Although the scenario is fairly standard, this challenge introduces the following difficulties:
• Algorithm scalability. We will provide datasets that are 10-100 times larger than in previous challenges we organized.
• Varied feature types. Varied feature types will be included (continuous, binary, ordinal, categorical, multi-valued categorical, temporal). Categorical variables with a large number of values following a power law will be included.
• Concept drift. Instances in all datasets are chronologically ordered. The data distribution is slowly changing over time.
• Lifelong setting. The algorithms will be tested for their capability of adapting to changes in data distribution by exposing them to successive test sets chronologically ordered. After testing, the labels will be revealed to the learning machines and incorporated in the training data.
There’re two phases of the competition:
The Feedback phase is a phase with code submission, participants can practice on 5 datasets that are of similar nature as the datasets of the second phase. Participants can make a limited number of submissions, participants can download the labeled training data and the unlabeled test set. So participants can prepare their code submission at home and submit it later. The LAST submission must be a CODE SUBMISSION, because it will be forwarded to the next phase for final testing.

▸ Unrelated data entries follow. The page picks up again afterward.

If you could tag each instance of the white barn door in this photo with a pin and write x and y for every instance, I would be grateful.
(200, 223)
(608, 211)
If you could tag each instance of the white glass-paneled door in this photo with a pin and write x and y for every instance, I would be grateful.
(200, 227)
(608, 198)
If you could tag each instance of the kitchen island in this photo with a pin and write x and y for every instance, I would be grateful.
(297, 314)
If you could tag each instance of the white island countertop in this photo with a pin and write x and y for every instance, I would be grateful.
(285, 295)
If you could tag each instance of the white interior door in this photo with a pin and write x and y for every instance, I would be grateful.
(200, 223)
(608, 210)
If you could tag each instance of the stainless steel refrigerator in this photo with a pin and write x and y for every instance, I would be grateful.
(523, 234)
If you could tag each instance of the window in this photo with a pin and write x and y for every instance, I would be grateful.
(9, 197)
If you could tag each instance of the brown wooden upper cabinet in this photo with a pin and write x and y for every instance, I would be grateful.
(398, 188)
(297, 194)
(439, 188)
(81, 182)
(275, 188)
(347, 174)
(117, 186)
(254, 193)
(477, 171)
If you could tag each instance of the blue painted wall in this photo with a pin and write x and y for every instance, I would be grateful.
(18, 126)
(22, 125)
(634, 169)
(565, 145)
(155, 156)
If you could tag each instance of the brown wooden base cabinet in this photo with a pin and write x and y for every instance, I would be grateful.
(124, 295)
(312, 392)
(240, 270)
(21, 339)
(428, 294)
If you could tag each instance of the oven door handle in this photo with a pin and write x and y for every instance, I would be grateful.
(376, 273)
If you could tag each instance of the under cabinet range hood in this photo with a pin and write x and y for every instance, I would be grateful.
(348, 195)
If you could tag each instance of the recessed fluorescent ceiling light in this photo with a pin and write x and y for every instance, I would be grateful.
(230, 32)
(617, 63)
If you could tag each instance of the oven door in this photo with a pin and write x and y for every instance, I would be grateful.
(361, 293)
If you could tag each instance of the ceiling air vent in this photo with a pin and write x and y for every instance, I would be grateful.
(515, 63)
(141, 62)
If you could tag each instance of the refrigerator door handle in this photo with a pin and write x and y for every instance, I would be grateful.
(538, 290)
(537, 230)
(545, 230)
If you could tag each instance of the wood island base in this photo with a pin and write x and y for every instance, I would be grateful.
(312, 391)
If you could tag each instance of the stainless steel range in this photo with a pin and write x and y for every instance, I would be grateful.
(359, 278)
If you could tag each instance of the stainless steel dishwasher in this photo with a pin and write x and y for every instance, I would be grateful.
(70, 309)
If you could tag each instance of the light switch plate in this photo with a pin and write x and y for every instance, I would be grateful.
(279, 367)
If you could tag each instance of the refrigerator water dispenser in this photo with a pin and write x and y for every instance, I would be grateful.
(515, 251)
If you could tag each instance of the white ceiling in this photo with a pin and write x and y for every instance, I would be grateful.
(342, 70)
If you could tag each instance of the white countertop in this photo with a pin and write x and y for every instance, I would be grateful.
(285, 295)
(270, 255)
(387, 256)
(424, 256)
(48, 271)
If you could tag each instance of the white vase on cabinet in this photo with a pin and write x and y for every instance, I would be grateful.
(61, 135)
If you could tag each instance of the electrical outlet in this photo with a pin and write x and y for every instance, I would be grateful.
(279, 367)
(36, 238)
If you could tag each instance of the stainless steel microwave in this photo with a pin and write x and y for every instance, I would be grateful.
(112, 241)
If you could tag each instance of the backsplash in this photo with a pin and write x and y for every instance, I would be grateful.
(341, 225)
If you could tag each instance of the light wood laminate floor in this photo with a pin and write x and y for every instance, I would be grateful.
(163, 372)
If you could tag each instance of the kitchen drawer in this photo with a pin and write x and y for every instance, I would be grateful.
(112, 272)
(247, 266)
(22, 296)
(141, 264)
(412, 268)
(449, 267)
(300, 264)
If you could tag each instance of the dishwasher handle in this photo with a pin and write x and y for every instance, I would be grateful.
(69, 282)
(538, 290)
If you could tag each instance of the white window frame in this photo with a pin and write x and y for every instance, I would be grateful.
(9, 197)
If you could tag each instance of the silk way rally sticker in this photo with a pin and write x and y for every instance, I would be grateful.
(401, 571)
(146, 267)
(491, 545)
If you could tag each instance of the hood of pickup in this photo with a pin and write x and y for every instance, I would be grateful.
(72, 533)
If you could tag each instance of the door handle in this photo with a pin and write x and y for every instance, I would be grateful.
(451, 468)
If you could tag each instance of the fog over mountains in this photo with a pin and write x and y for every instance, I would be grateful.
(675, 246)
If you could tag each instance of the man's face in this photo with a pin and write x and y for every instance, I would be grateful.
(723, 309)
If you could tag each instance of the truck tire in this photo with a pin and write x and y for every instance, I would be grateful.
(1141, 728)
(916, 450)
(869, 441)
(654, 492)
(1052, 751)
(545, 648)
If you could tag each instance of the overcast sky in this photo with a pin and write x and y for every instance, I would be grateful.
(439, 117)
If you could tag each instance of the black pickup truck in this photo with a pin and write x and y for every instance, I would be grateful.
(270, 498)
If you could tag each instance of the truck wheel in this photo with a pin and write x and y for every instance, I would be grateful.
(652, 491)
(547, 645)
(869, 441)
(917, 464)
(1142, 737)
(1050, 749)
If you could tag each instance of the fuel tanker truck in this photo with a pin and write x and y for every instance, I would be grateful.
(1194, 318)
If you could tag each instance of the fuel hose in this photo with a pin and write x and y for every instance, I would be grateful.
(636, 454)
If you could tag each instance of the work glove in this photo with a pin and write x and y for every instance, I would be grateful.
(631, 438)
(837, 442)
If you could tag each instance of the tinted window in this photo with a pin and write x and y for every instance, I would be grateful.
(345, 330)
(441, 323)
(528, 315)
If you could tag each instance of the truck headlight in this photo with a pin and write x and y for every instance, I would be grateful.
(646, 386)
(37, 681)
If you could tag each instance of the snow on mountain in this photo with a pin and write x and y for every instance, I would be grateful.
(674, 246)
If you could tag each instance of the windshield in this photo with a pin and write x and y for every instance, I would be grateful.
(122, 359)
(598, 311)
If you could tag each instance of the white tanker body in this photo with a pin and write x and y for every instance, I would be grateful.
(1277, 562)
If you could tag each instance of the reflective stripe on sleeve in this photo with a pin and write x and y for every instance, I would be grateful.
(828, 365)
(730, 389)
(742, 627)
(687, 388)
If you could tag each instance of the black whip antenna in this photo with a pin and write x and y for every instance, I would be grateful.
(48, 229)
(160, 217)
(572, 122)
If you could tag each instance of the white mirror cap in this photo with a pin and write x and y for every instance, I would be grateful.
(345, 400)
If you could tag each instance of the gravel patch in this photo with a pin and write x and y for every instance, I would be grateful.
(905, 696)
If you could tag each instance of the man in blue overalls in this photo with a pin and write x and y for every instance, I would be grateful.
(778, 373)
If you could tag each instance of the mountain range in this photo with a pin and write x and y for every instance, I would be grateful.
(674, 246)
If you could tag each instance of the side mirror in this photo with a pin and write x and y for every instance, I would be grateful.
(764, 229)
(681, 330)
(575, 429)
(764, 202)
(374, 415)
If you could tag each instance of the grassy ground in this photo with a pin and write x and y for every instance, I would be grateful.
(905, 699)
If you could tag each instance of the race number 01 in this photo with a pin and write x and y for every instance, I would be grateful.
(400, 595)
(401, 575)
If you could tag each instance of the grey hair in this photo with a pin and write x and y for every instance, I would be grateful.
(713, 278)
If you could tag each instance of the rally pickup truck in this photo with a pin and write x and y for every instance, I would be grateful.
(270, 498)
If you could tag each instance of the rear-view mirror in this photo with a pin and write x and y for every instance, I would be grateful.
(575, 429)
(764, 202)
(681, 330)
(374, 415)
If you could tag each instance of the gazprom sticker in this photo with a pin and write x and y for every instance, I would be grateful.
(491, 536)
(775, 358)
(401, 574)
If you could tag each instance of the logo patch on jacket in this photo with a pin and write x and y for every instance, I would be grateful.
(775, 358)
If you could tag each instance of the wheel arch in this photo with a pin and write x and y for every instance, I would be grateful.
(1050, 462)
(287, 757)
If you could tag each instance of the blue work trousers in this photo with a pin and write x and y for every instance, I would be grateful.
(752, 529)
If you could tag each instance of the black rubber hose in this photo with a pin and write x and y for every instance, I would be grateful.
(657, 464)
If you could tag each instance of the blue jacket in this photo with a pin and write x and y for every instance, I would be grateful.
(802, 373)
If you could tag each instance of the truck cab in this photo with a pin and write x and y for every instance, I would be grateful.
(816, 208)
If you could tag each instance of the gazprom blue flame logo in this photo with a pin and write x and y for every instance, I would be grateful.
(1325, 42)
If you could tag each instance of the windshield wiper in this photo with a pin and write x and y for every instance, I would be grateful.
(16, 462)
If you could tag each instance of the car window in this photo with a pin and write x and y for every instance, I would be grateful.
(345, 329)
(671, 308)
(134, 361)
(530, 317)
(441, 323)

The AutoML phase is the blind test phase. The last submission of the previous phase is blind tested on five new datasets. Participant’s code will be trained and tested automatically, without human intervention. The final score will be evaluated by the result of the blind testing.
5 public datasets to be released.
Private Dataset Schemas
5 private datasets to be released.
|AutoML||1st Place $10000(+Travel Grant)||2nd Place $3000(+Travel Grant)||3rd Place $2000(+Travel Grant)|
* ChaLearn will provide travel grant to attend the conference and workshop.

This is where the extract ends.